Maybe this has already achieved, right? In my environment, when I scaled the system-app from 1 to 0, we could receive 200 from the apicast-production after more than 300 seconds.

— You are receiving this because you commented. Reply to this email directly, view it on GitHub https://github.com/3scale/apicast/issues/807#issuecomment-406514771, or mute the thread https://github.com/notifications/unsubscribe-auth/AFReLFfJ6PDoaxhZPUU11Q9uizUC_KPTks5uIYf_gaJpZM4VKpPH .

-- regards Andrew

Andrew Mackenzie Director of Software Engineering 3scale by Red Hat

y-tabata commented 6 years ago

@mikz @andrewdavidmackenzie thanks!

The "APICAST_CONFIGURATION_CACHE" is written here and here.

However, it seems that there is no description about how the gateway behaves when the gateway cannot get the configuration.

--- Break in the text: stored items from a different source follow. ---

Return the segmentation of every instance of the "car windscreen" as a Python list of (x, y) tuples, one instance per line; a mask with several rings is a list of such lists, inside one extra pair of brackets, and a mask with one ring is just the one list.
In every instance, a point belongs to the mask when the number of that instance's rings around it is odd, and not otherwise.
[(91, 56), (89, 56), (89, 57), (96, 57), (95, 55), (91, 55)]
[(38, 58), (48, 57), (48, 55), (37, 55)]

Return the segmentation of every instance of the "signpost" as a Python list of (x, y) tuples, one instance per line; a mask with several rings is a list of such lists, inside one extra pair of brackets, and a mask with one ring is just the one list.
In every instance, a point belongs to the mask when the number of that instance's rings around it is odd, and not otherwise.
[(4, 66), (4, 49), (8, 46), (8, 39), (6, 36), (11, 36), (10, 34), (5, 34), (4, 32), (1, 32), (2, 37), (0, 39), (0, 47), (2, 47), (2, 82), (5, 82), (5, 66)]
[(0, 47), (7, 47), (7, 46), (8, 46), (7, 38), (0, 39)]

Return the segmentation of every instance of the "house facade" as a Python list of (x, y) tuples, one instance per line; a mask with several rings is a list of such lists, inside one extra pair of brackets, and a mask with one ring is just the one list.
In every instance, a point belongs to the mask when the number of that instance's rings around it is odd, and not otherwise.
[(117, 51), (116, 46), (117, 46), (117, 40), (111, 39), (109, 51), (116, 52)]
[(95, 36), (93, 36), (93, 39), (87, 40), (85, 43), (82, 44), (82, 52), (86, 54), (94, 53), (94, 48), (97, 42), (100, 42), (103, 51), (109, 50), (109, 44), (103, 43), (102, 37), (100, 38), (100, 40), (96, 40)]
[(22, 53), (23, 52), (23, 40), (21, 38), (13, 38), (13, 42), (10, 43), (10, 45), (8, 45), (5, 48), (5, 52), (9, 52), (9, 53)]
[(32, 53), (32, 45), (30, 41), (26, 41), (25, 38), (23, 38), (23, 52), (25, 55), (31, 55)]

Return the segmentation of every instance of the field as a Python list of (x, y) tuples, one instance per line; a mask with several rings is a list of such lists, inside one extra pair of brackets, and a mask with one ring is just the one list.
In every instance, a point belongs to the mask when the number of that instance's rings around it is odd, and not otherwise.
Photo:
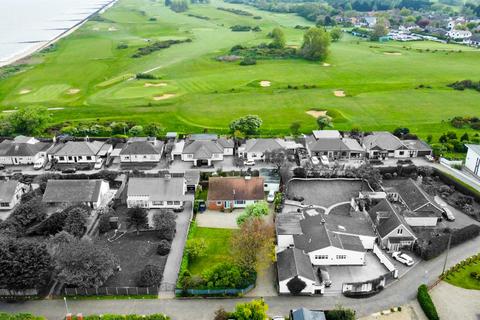
[[(220, 11), (219, 6), (262, 19)], [(262, 31), (230, 31), (235, 24), (259, 25)], [(329, 111), (337, 129), (407, 126), (421, 137), (452, 130), (448, 119), (453, 116), (480, 116), (480, 93), (446, 86), (478, 80), (480, 50), (465, 46), (380, 44), (345, 35), (332, 44), (326, 64), (290, 59), (239, 66), (215, 60), (236, 44), (269, 42), (267, 34), (275, 26), (284, 30), (288, 45), (299, 46), (303, 31), (296, 25), (311, 23), (220, 0), (190, 5), (185, 13), (174, 13), (163, 1), (120, 0), (50, 52), (36, 55), (32, 67), (0, 80), (0, 110), (63, 108), (50, 111), (52, 125), (129, 120), (157, 122), (165, 131), (220, 133), (227, 132), (231, 120), (258, 114), (264, 121), (261, 134), (275, 135), (288, 133), (293, 121), (301, 123), (303, 132), (314, 129), (315, 119), (306, 111), (315, 109)], [(131, 57), (140, 47), (171, 39), (192, 42)], [(128, 48), (119, 49), (120, 44)], [(158, 80), (135, 80), (137, 73)], [(271, 86), (260, 86), (262, 80)], [(421, 84), (430, 88), (416, 89)], [(336, 90), (346, 96), (335, 96)]]
[(203, 271), (214, 265), (229, 260), (230, 238), (233, 230), (218, 228), (195, 228), (192, 239), (202, 238), (207, 243), (205, 256), (190, 262), (189, 270), (192, 274), (202, 274)]
[(470, 273), (474, 271), (480, 273), (480, 262), (471, 263), (463, 268), (460, 268), (459, 271), (449, 275), (445, 281), (457, 287), (480, 290), (480, 280), (473, 279), (470, 276)]

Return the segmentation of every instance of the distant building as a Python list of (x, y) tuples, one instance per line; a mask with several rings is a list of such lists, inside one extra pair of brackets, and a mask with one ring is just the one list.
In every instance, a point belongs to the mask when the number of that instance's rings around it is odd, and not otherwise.
[(100, 208), (110, 187), (105, 180), (48, 180), (42, 201), (51, 205), (84, 204)]
[(365, 150), (355, 139), (343, 138), (337, 130), (315, 130), (307, 137), (311, 156), (326, 156), (329, 160), (363, 159)]
[(467, 144), (467, 157), (465, 158), (465, 167), (474, 175), (480, 177), (480, 145)]
[(0, 210), (11, 210), (27, 192), (27, 186), (15, 180), (0, 182)]
[(13, 140), (0, 143), (0, 163), (4, 165), (29, 165), (45, 158), (53, 146), (50, 142), (40, 142), (33, 137), (17, 136)]
[(261, 177), (211, 177), (208, 180), (208, 208), (232, 210), (265, 199)]
[(223, 161), (224, 156), (233, 155), (234, 142), (215, 134), (194, 134), (175, 145), (172, 157), (179, 154), (180, 148), (183, 161), (192, 162), (197, 167), (212, 166), (214, 162)]
[(156, 138), (130, 138), (120, 151), (121, 163), (159, 162), (164, 143)]
[(432, 149), (420, 140), (400, 140), (387, 131), (377, 131), (363, 138), (362, 145), (370, 159), (413, 158), (431, 155)]
[(326, 320), (325, 313), (319, 310), (300, 308), (290, 310), (290, 320)]
[(278, 192), (280, 190), (280, 174), (276, 169), (261, 168), (260, 177), (263, 178), (263, 190), (265, 192)]
[(450, 30), (447, 32), (447, 37), (452, 39), (468, 39), (472, 36), (472, 33), (468, 30)]
[(68, 141), (58, 144), (49, 151), (58, 163), (87, 164), (107, 157), (113, 150), (111, 144), (101, 141)]

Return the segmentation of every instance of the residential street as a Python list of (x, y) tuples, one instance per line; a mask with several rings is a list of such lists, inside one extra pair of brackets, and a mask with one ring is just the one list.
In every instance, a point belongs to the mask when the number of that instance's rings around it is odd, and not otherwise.
[[(470, 240), (450, 250), (447, 267), (478, 253), (480, 238)], [(334, 308), (341, 304), (365, 316), (392, 306), (400, 306), (413, 300), (417, 287), (424, 282), (433, 283), (442, 272), (445, 255), (431, 261), (422, 261), (399, 281), (394, 282), (383, 292), (370, 298), (349, 299), (343, 296), (333, 297), (265, 297), (270, 315), (285, 315), (291, 308), (304, 306), (312, 309)], [(178, 320), (211, 320), (215, 310), (224, 307), (233, 309), (243, 299), (159, 299), (159, 300), (81, 300), (68, 301), (70, 312), (90, 313), (155, 313), (163, 312)], [(0, 310), (7, 312), (32, 312), (48, 319), (62, 319), (65, 314), (63, 300), (41, 300), (24, 303), (0, 303)]]

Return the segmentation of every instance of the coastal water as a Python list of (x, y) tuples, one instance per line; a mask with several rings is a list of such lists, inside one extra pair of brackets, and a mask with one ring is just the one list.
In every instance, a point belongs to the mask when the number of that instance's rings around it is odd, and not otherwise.
[(41, 47), (111, 0), (0, 0), (0, 65)]

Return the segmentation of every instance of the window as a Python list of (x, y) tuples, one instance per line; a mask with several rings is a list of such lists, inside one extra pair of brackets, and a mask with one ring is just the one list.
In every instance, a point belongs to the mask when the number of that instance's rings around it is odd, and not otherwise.
[(193, 158), (193, 154), (187, 154), (187, 159), (192, 159)]
[(65, 157), (58, 157), (58, 160), (64, 161), (64, 160), (65, 160)]
[(402, 228), (397, 229), (397, 234), (403, 234), (403, 229)]
[(73, 157), (72, 157), (72, 156), (68, 156), (68, 160), (73, 160)]
[(163, 206), (163, 201), (153, 201), (152, 204), (154, 206)]
[(87, 160), (92, 160), (92, 156), (87, 156)]
[(316, 255), (316, 256), (315, 256), (315, 259), (317, 259), (317, 260), (326, 260), (326, 259), (328, 259), (328, 255), (327, 255), (327, 254)]
[(143, 159), (147, 159), (147, 156), (143, 156)]
[(9, 206), (10, 206), (10, 203), (8, 203), (8, 202), (0, 202), (0, 207), (2, 207), (2, 208), (7, 208)]
[(235, 200), (235, 204), (245, 204), (245, 200)]
[(404, 151), (399, 151), (398, 152), (398, 154), (401, 155), (401, 156), (403, 156), (404, 153), (405, 153)]
[(171, 206), (173, 204), (173, 201), (167, 201), (167, 206)]
[(344, 254), (337, 254), (337, 259), (338, 260), (345, 260), (345, 259), (347, 259), (347, 256), (344, 255)]
[(180, 201), (173, 201), (173, 204), (178, 206), (178, 205), (180, 205)]
[(222, 201), (217, 201), (217, 206), (221, 206), (222, 205)]

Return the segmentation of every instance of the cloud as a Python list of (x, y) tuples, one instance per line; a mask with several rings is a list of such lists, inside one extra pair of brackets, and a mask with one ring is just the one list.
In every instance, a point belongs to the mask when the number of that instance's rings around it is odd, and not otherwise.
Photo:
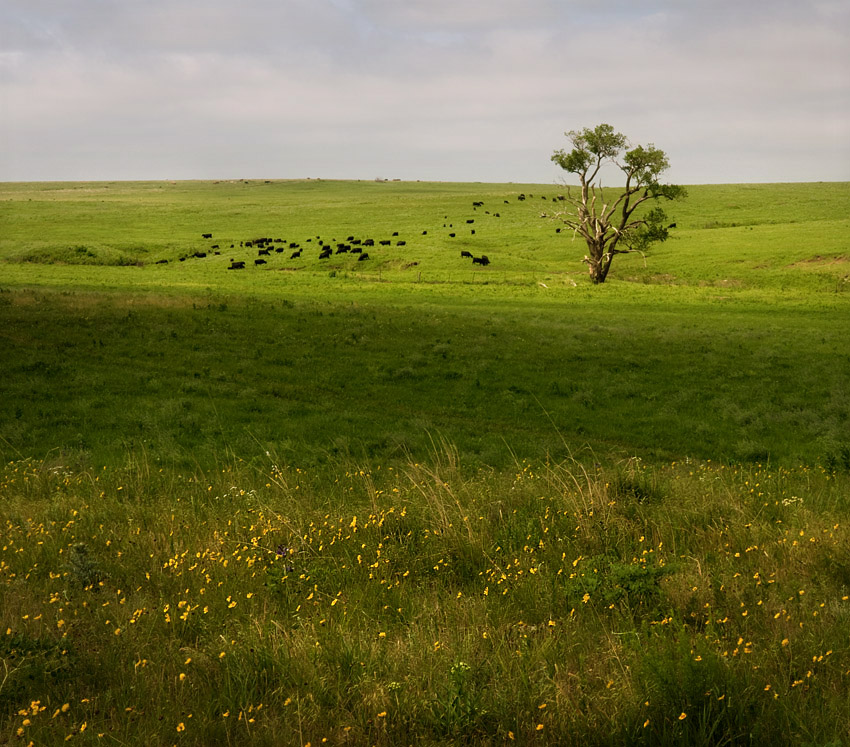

I'm not sure the above is the proper place to describe the behavior and I'm not sure we need to write this specific corner case behavior.

mikz commented 6 years ago

@y-tabata we definitely should have an integration test to verify it retains stale configuration when the configuration endpoint is down.

We have a unit test to verify that the store returns stale records by default: https://github.com/3scale/apicast/blob/123a1705aee504813503bd739cf0ed48cacc23c9/spec/configuration_store_spec.lua#L142-L151

But we should have a high level integration test to verify all combined together still works.

Also it is entirely possible that you hit some edge case and in some conditions it might not work as expected. It might have been related to the number of services running, for how long it was running, etc. If you can reproduce that I'm more than happy to write a test for it and fix it.

y-tabata commented 5 years ago

I confirmed this worked well. I close this issue.